I was hoping to end this conversation, I didn’t know really what was happening, so there wasn’t much I could say on the subject. Lucky enough the other three arrived, the two girls linking Desi who was carrying a bag full of junk food, crisps, big five bars, various other bars of chocolate and bottles of red lemonade.
“Jasus what did you get, a bottle of red lemonade, it’s like going to me grannies, all you need is Marietta biscuits and you’d be there,” I said, relieved to get the other conversation over with. It’s not that I didn’t want to talk about the subject, I simply had no answers, choices were still being made for me. I had yet to be told what I had decided to do with my life.
The other three sat down in front of us, the bag emptied on the grass, I grabbed a big five bar, I didn’t care or notice what anyone else got, if I got my big five bar I was happy.
“I hope you paid for them Desi,” I said, knowing Desi was very capable of lifting before him if the notion took him.
“Of course, I paid for them, what do you take me for, it’s just as well it was me going and not you. I have seen you doing the messages for your Ma. You only pay for the cheapest items and have the dear ones hidden in the bottom of the shopping bag” Desi replied in mock indignation.
I immediately said in denial. “Ah you’re just making that up, the way you suggested they should put letterboxes on the jacks in case the toilet paper runs out, and you were serious.”
“How would that benefit anyone if you run out of bog roll” Janet piped up.
“He thinks a friend can put a spare toilet roll in the letterbox when you’re stuck.” I said.
“Sure, can’t you just roll it under the door” Janet quipped.
“obviously but try explaining that to him.
The rest of the afternoon in Stephens Green we spent in similar banter with more intimate dalliances between Anna and I and Desi and Jannat. Orla was quite content to be left alone and free to read her paperback book knowing we were all in sight of her. Before long it was getting near time for us to be on our separate ways, I didn’t want to be too late, I’d never hear the end of it if I was the cause of the Ma and Da being late. Under the orders of Orla, we gathered up our litter, Orla, being the environmentally responsible one among us.

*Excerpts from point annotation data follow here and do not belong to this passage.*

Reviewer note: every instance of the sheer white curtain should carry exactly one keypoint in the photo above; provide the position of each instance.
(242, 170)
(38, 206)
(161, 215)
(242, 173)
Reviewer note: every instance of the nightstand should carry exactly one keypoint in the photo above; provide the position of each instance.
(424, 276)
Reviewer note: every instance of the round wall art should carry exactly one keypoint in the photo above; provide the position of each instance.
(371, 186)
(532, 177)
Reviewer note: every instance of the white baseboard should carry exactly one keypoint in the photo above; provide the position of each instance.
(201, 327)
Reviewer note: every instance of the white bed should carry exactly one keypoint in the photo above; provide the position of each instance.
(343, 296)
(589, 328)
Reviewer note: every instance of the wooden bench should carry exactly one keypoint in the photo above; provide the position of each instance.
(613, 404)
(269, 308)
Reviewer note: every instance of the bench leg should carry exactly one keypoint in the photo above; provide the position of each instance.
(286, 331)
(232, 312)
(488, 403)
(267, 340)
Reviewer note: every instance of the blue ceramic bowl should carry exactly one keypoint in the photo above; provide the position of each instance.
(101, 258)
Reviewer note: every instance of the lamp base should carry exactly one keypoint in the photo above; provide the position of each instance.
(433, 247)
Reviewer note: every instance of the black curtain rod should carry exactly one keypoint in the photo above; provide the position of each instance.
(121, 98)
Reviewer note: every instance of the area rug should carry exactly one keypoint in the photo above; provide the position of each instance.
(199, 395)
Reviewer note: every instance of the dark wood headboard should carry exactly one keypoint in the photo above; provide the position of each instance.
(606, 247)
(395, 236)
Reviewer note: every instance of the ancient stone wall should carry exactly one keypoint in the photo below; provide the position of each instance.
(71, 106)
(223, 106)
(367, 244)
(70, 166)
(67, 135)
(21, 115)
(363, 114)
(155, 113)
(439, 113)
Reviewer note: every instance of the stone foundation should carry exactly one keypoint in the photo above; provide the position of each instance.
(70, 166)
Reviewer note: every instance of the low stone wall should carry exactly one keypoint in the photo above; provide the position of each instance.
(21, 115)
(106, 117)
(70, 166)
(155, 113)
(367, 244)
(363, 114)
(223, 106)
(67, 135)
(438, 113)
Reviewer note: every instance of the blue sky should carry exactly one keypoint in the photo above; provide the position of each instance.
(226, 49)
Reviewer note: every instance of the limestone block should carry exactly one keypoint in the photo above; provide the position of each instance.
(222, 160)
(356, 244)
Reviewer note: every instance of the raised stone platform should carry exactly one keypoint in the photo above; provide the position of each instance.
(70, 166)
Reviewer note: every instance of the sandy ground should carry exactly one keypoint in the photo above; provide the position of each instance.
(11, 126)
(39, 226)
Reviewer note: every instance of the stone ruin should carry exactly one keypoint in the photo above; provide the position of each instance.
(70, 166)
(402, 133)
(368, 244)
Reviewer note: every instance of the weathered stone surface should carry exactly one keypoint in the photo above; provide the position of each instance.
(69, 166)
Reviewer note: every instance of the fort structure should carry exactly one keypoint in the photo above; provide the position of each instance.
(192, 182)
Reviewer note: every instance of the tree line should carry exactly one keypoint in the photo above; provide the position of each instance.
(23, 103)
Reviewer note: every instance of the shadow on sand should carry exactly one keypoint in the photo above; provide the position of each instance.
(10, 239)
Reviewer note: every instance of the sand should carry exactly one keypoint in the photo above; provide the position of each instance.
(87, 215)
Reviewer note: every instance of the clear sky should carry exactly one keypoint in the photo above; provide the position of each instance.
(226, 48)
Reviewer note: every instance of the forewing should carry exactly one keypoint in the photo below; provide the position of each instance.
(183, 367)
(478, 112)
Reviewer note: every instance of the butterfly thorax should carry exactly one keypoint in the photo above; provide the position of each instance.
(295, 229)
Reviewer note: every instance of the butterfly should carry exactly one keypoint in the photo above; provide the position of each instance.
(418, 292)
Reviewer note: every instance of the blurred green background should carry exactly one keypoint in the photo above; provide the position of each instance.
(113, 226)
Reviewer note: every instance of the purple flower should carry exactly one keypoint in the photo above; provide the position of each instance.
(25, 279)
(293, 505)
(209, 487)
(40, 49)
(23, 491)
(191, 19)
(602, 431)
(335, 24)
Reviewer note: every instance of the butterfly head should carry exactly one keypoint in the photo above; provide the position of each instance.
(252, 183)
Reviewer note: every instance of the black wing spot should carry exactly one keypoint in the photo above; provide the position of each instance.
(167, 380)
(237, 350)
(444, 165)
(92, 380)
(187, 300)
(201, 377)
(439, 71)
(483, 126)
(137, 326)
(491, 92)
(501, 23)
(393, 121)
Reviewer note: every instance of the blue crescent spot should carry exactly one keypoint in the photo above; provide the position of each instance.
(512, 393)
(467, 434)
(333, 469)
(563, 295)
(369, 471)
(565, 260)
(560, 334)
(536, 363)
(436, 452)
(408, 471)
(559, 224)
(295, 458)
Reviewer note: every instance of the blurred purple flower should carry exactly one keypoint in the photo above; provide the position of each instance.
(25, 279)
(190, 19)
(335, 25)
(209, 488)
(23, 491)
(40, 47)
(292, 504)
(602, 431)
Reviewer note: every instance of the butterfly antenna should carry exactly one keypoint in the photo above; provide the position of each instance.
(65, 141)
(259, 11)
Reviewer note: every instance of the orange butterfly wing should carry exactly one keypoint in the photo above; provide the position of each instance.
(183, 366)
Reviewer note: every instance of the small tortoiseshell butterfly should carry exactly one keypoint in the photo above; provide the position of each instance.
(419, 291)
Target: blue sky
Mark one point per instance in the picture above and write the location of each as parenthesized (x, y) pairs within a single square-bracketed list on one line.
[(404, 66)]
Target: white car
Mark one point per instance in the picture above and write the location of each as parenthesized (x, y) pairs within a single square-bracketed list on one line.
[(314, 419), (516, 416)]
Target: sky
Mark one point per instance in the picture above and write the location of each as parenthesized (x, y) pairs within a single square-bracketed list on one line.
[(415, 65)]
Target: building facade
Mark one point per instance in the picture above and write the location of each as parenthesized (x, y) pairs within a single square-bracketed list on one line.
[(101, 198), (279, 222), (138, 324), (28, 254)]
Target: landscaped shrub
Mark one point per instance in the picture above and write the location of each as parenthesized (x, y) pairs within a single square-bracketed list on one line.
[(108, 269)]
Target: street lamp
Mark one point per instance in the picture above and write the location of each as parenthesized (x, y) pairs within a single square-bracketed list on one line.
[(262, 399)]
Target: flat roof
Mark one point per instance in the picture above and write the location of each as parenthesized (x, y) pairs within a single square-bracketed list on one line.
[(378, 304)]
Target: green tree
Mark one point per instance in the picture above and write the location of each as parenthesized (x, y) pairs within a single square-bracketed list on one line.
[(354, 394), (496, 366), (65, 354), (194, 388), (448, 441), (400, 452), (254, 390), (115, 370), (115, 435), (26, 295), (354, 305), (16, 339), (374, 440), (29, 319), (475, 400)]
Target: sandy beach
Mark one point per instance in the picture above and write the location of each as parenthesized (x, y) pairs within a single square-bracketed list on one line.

We headed down Grafton Street on the right side of the street. Odd how people heading towards Stephens Green go on the right side of the street and people heading in the opposite direction they go on the right side toward the city centre. Going past Trinity College, a line of French tourists waited impatiently to be led by the rapid talking tour guide. It was starting to spit rain now, which was a surprise after the great sunny day we just had. We left the three girls at the twenty-two-bus top outside Cleary’s. We had arranged to meet up the following weekend and had our goodbyes cut short by the early arrival of the bus and the girls being hurried by Orla anxious to get the girls’ home.
Disappointed, Desi and I headed towards Parnell Street quietly to get the 40A bus Home. Disappointed because I had expected and hoped to get a bit closer to Anna during the afternoon, and I think Desi felt the same way but said nothing. It seemed that every time that we tried to get close, I could spot Orla glancing in our direction, even when we were talking to each other, Orla seemed to join in with the conversation. It felt like she was deliberately keeping us apart, maybe I was just imagining things. Maybe, she was just being the big sister.
It was at Finglas village before we started talking again, both of us dashed by the sudden end of our day out. The conversation about our plans for the night, me either babysitting or going to the club with the family. Desi said we he was staying in to wash his hair in readiness for work on Monday morning.